Several studies on the microbiota of mice and human have associated body weight gain with a microbial component23,24,25,26,27,28. When microbes were transplanted from obese mice into mice raised in a sterile environment, the latter gained significantly more fat23,27. Thus, the composition of the microbial community in the gut clearly affects the amount of energy extracted from the diet27,28. It is interesting to speculate that the shift in bacterial communities and the weight gain observed in the present study are somehow connected; however, this has yet to be experimentally verified.
Hence, salt supplementation in fish diets is a dominant factor in determining the composition of the cecal microbiota in European sea bass and may also play a potential role in other carnivorous fish as well. These findings raise new questions regarding the role of cecal bacteria in the host fish physiological parameters and their ability to harvest energy from feed and possible ways of altering them.
Animals and rearing facilities
The experimental procedures used in this study were approved by the Animal Policy and Welfare Committee of the Agricultural Research Organization (ARO) approval number IL-241/10, Volcani Research Center and were in accordance with the guidelines of the Israel Council on Animal Care.
European sea bass (Dicentrarchus labrax) were brought to the laboratory from a commercial hatchery (Maagan Michael, Israel) in brackish water (10 ppt) and housed in cages placed in a large (6,000 l) concrete pond. After a week of acclimatization, they were transferred to the experimental tanks and slowly acclimated to fresh water (< 3 ppt) over a period of 1 week.
The tanks were set up indoors and equipped with recirculating systems. The light source was natural photoperiod enhanced with fluorescent light, providing a light intensity of 1,200 lx during the day. The water was heated and maintained at 24 ± 2°C using submersible aquarium heaters.
At the beginning of the experiment, 50 fish were counted, bulk weighed and housed in each tank after the very small or large fish deviating from the average weight (approximately 10 g) had been removed. There was no significant difference in fish weight among the experimental tanks at the start of the experiment (P > 0.05).

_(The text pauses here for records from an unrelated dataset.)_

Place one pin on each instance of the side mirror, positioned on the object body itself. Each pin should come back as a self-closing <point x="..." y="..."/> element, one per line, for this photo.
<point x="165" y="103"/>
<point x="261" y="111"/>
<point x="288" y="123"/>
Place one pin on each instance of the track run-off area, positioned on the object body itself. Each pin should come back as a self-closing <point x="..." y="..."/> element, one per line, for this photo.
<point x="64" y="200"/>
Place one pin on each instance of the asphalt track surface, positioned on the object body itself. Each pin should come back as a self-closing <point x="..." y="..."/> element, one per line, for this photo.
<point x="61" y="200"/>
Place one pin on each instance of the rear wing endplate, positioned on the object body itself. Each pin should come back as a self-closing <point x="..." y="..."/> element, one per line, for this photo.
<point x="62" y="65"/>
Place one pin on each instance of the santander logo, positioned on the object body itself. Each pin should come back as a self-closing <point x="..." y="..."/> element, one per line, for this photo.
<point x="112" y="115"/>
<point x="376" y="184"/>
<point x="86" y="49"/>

Six isonitrogenous diets with various inclusion levels of fish meal and fat (main contributor: a blend of mixed vegetable and fish oil) were formulated and prepared in the form of sinking extruded pellets, 3 mm in diameter, by Raanan Feeds Ltd. (Ashrat, Israel) (Table 1). Two of the experimental diets (nos. 1 and 2) were formulated to contain 50% fish meal and increasing fat levels; the other three experimental diets (nos. 3 to 5) contained 16% fat and decreasing amounts of fish meal. The salt-enriched diet (no. 5) was prepared by adding 3% NaCl to the pellet containing 10% fish meal. These diets were tested with a control diet, which was also used during the acclimatization period for all the groups and into the feeding trial as a control group. All diets contained the same percentage of protein. At the lower fish meal inclusion level, the protein content was supplied with defatted soybean meal and soy protein concentrate.
To quantify salt content in the diets, NaCl (> 99%) was purchased from Bio-Lab Ltd. (Jerusalem, Israel) and used as the standard. The chemical was weighed and dissolved in distilled water to give serial concentrations. The values were read in triplicate with a HI 8733 Conductivity meter (HANNA instruments, Sarmeola di Rubano, Italy). The standard curve was calibrated using a linear least-squares regression equation derived from the values: y = 1741x + 0.117 (x = salt content; y = salinity value). The corresponding correlation coefficient was 0.999 when the range of salt concentrations was 0 to 0.6% (w/v), suggesting that the meter was suitable for detection purposes. For each diet sample, 3g of diet was dissolved in 30 ml of distilled water overnight in triplicate. Corresponding salinity value for each solution was assessed using the meter. Based on these values, salt contents in the diets were calculated using the linear equation described above.
Feeding trial and sampling
The experimental setup consisted of three systems, each containing six 250-l tanks and a central main biofilter of 350 l. The experimental feed was given in triplicate for each diet. Each of the diets was represented in each of the three systems used to assess the influence of biofilter on intestinal bacterial community. The fish were fed ad libitum to apparent satiation twice daily (08:30 and 14:00 h) for 6 weeks. Food consumption and mortality in each tank were registered daily. Fish in each tank were batch weighed after an overnight fast at the end of the trial.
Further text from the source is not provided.